Chromatogram of methyl esters of sunflower oil based biodiesel by the proposed method.
Figure 4 represents the effect of the varying amounts of Tween 80 concentration on the reaction. CMC of Tween 80 is 13–15 mg L–1. As expected, lipase showed the best performance in the presence of Tween 80 at the concentration above CMC (19 mg L–1). Therefore, Tween 80 with the optimum concentration of 19 mg L–1 formed micelles followed by the aggregate formation between the micelles and mobile lid of the enzyme. This enhances the activity of the enzyme, which showed the surfactant induced conformation (open status) of it with accessible active sites.
In order to evaluate the model accuracy, experiments were performed under the optimum conditions. The obtained optimal conditions are temperature (40 °C), reaction time (46 h), enzyme concentration (19 % v/w), methanol/oil molar ratio (5.50:1), and Tween 80 concentration (19 mg L–1). The experiments were performed in triplicate for model validation and verification. The experimental biodiesel yield was found to be 96.41%. vs. 95.60% as the statistically predicted value. The experimental and predicted values showed good agreement with each other, so this was a very strong reason for the model’s accuracy.
Qualitative analysis of FAME
According to the gas chromatographic analysis of sun flower oil fatty acids profile, the main FAMEs components are methyl palmitate (C16:0), methyl stearate (C18:0), methyl oleate (C18:1n9 cis), and methyl linoleate (C18:2n6). These components made up more than 95% of the fatty acids profile. Minor FAMEs were also detected and are listed in Table 5. The GC-FID chromatogram (Fig. 5) of biodiesel demonstrated that it contained mainly the saturated and unsaturated fatty acid methyl esters (∼95 % of the total FAMEs).

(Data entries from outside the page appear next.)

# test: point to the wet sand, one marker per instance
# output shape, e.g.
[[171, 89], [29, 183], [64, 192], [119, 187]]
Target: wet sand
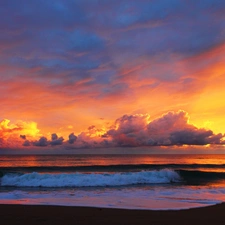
[[63, 215]]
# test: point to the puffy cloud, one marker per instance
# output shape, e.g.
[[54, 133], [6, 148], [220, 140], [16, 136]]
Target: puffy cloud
[[72, 138], [172, 128], [23, 137], [41, 142], [12, 134], [26, 143], [55, 140]]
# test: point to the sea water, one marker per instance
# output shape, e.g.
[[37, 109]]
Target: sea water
[[116, 181]]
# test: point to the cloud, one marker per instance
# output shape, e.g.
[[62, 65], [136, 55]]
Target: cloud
[[172, 128], [72, 138], [42, 142], [55, 140], [12, 134]]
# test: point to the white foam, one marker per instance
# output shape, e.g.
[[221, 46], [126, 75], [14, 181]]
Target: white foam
[[154, 197], [90, 180]]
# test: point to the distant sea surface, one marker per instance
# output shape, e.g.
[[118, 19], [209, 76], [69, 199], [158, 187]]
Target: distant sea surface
[[115, 181]]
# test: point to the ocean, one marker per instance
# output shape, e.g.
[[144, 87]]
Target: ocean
[[113, 181]]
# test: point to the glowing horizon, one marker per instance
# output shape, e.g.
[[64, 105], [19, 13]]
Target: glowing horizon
[[104, 72]]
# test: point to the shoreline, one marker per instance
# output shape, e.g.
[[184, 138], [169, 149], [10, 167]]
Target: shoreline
[[59, 215]]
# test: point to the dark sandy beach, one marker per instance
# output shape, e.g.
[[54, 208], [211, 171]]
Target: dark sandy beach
[[30, 214]]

Fatty acid methyl ester composition of sunflower oil and biodiesel (w/w % ±SD*)
Fatty acid methyl ester composition of sunflower oil and biodiesel (w/w % ±SD*)
*Values are mean±SD of triplicate determinations.
Use of lipase as transesterification biocatalyst for the biodiesel synthesis was an effective approach. Among the isolated lipolytic fungi from contaminated soils with hydrocarbon compounds around the oil industry, the Aspergillus niger presented the best results. The RSM was successfully applied for method optimization and the following optimal conditions were obtained to be: temperature (40 °C), methanol/oil molar ratio (5.50:1), amount of lipase (19 % v/w) and Tween 80 concentration (19 mg L–1) with reaction time (46 h). Under optimized conditions the experimental and predicted yield of FAMEs was 96.41% and 95.60% respectively. Good agreement between the predicted and experimental values showed accuracy of the proposed regression model. The study indicated that the interfacial activation using non-ionic surfactants plays key role in biodiesel production.